Other details, like purpose of the loan, repayment, signatories of the loan, etc. are sketchy. What is also interesting to note is how is SFI going to service this loan? Based on a monthly drawdown of about RM4 million and with an interest rate of 5-6% pa, the installments can be substantial. How is a company like SFI, which is under receivership, able to fulfill any or part of its monthly loan obligations?
Ballarpur Industries Bhd currently owns about 98% equity in SFI, whilst the balance is held by the Sabah State Government. GTC was appointed by Maybank Trustees to manage the affairs of SFI when the company defaulted on a loan in 2017.
Wasn’t there any due diligence conducted by SDBB? Without proper due diligence, such an action would appear to suggest negligence by the bank in conforming to banking rules and protocols. This would tantamount to the infringement of banking laws and possibly the Banking and Financial Institutions Act 1989, Financial Services Act 20123 or Development Financial Institution, under which SDBB is categorized under.
In any event, this clearly sounds like a bad call on the part of SDBB and the actions leading to the decision by the bank to approve the unsecured loan requires intervention and investigation by Bank Negara Malaysia.
As a development financial institution (DFI) governed by banking regulations and Acts, did SDBB follow proper procedures and protocols in assessing SFI’s credit rating, financial health, capacity to fulfill the terms of the loan, etc. even before considering the loan? Isn’t SDBB worried about the loan becoming a non-performing loan (NPL)? As a DFI, SDBB owes an obligation to undertake economic development projects for the benefit of the people of Sabah. This obviously did not happen!

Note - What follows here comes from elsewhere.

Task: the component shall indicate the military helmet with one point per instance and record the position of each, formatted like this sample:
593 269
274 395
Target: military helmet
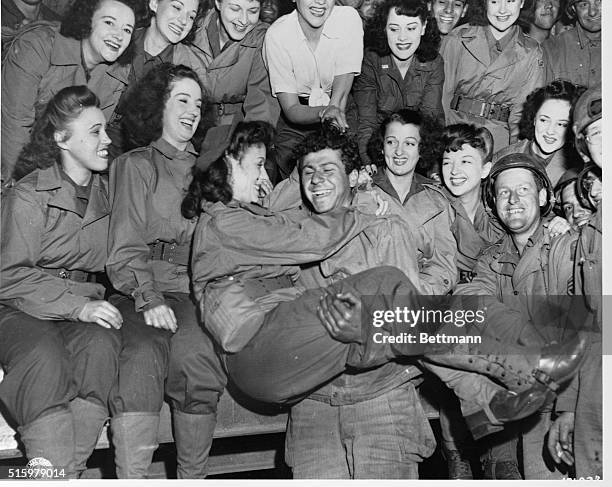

Second point of contention is, are the instructions or recommendations by the Chief Minister alone sufficient for SDBB to grant the loan? Such an action seems rather odd and any interference by the Sabah State Government in the affairs of the Bank should be investigated.
These are questions that must be raised in the interests of transparency and accountability. It is important that the State and the financial institution conduct its operations and businesses within the provisions of the law. The rule of law must prevail to ensure the integrity and reputation of the state and bank.
It is obvious that the loan details, quantum, beneficiaries, terms, etc. were all kept ‘quite’ in efforts to conceal the matter. The people must know and must be able to assess for themselves the corroboration that goes on between SDBB, SFI, GTC and the Sabah State Government.
In the wake of the current economic situation faced by the country and given the initiatives by the Federal Government to reduce the country’s debt and bring justice to the nation, it is disheartening to note that such ‘incidents’ still occur in Sabah. If there is evidence of malpractice that contravenes the laws of the nation, action must be instituted against all parties concerned.
What is even more disappointing is this matter was not even disclosed at the recent State Legislative Assembly on Monday, 5 August 2019 when the chief minister provided responses on SFI’s status to the House and YB Tuan Jamawi bin Jaafar (Kemabong) during a question and answer session. Details about the unsecured loan was conveniently left out. Why?
In any case, Bank Negara Malaysia should launch an investigation into SDBB for possible breaches in the bank’s code of ethics, SOPs and if the bank flouted the banking guidelines. It (investigation) will help instill confidence and ensure governance in the banking and financial sector in Sabah.